Herb Garden Spiral

savvyhousekeeping herb spiral efficient gardening small space
(Image courtesy Life’s a Garden)
I am thinking a lot about garden shapes lately. One of them that particularly interests me is the herb spiral. You make a mound of dirt, put rocks around it so that it makes a spiral, and plant herbs on it.
savvyhousekeeping herb spiral efficient gardening small space
(Image courtesy Saturday Evening Post)
Then you water at the top, and the design of the spiral brings the water down to all the plants. According to this article in the Saturday Evening Post, “In a “trickle-down” effect, water drains down into the lower levels, leaving the arid-loving plants high and dry, while the middle and lower levels stay progressively more moist.”
So you would then plant based on water distribution. At the top of the spiral, you would plant herbs that need less water, like rosemary, and then at the bottom, you would plant herbs that need more water, like chamomile.
The advantages of an herb spiral are:
1. It allows you to put more plants in less space. The mound has more surface area overall, so you can put many more plants in than you would if you planted them in a regular plot. This is especially great if you have a small yard.
2. It uses less water. You water once, and it is ideally distributed to all the plants based on their needs.
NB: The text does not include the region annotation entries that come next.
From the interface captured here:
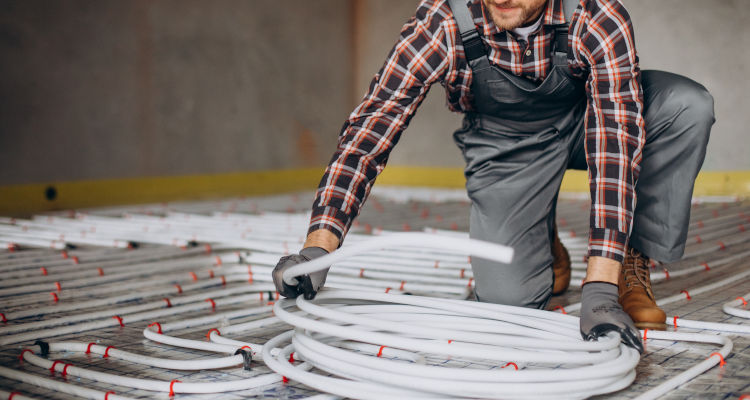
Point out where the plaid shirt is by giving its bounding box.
[309,0,645,261]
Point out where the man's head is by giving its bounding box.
[482,0,547,31]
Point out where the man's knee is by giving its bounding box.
[643,71,715,146]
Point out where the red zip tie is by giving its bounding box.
[169,379,182,397]
[148,322,162,335]
[112,315,125,328]
[49,360,62,375]
[18,349,34,362]
[708,352,727,367]
[500,362,518,371]
[206,328,221,342]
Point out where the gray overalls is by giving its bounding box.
[449,0,714,308]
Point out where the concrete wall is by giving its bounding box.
[0,0,353,185]
[356,0,750,170]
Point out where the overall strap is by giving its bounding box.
[552,0,580,66]
[448,0,487,65]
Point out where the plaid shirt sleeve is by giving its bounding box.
[308,0,455,239]
[571,0,645,261]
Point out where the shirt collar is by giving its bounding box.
[469,0,565,37]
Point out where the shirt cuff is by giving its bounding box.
[307,206,352,242]
[589,228,628,262]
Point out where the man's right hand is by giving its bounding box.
[272,247,329,300]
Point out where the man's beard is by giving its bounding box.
[482,0,547,31]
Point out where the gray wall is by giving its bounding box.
[356,0,750,170]
[0,0,353,185]
[0,0,750,189]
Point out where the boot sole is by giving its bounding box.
[635,322,667,331]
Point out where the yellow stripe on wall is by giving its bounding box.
[378,167,750,197]
[0,166,750,216]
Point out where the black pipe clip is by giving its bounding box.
[234,349,253,371]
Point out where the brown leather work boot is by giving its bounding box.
[618,248,667,330]
[552,226,570,295]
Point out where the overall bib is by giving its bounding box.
[449,0,714,308]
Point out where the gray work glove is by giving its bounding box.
[581,282,643,354]
[272,247,330,300]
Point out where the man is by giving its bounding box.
[274,0,714,351]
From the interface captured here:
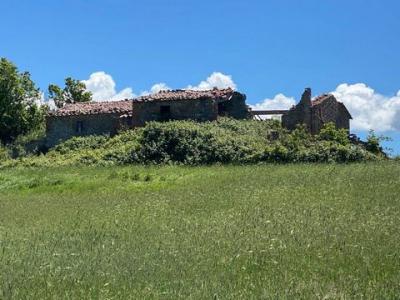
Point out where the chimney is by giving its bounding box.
[300,88,311,106]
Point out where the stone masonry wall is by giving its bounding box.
[132,99,218,126]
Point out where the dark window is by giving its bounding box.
[76,121,83,133]
[126,117,133,126]
[160,105,171,121]
[218,102,227,116]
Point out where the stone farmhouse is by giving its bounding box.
[252,88,352,134]
[46,88,250,147]
[46,88,351,147]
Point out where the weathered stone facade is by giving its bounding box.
[46,101,132,147]
[46,89,249,147]
[282,88,352,134]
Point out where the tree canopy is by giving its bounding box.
[0,58,44,143]
[48,77,92,107]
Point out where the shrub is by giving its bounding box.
[53,135,109,154]
[0,118,383,167]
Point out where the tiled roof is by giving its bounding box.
[134,88,235,102]
[311,94,333,106]
[50,100,132,117]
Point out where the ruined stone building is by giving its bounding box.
[132,88,249,126]
[46,88,249,147]
[46,100,132,147]
[252,88,352,134]
[282,88,352,134]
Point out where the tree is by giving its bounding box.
[0,58,44,143]
[49,77,92,107]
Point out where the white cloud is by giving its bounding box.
[251,83,400,132]
[140,82,171,96]
[186,72,236,90]
[250,94,296,110]
[332,83,400,131]
[82,71,135,101]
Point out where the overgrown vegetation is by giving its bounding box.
[0,58,47,144]
[1,118,385,166]
[0,162,400,299]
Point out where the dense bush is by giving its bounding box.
[0,118,384,166]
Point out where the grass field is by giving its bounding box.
[0,162,400,299]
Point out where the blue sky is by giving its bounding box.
[0,0,400,153]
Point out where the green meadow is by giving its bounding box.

No water is wasted.
3. It’s easier for harvesting. If you place the herb spiral right next to your kitchen door, say, all you have to do is step outside and snip a little bit off. No wandering all over the garden to cut various herbs–it’s all in one place.
I’m not sure I’m really going to do this since I already have some well-established herbs outside. But part of me is thinking about making a little herb spiral anyway, say right outside the kitchen. Maybe it will look like this:
savvyhousekeeping herb spiral efficient gardening small space
(Image courtesy Sweet Local Farm’s flickr)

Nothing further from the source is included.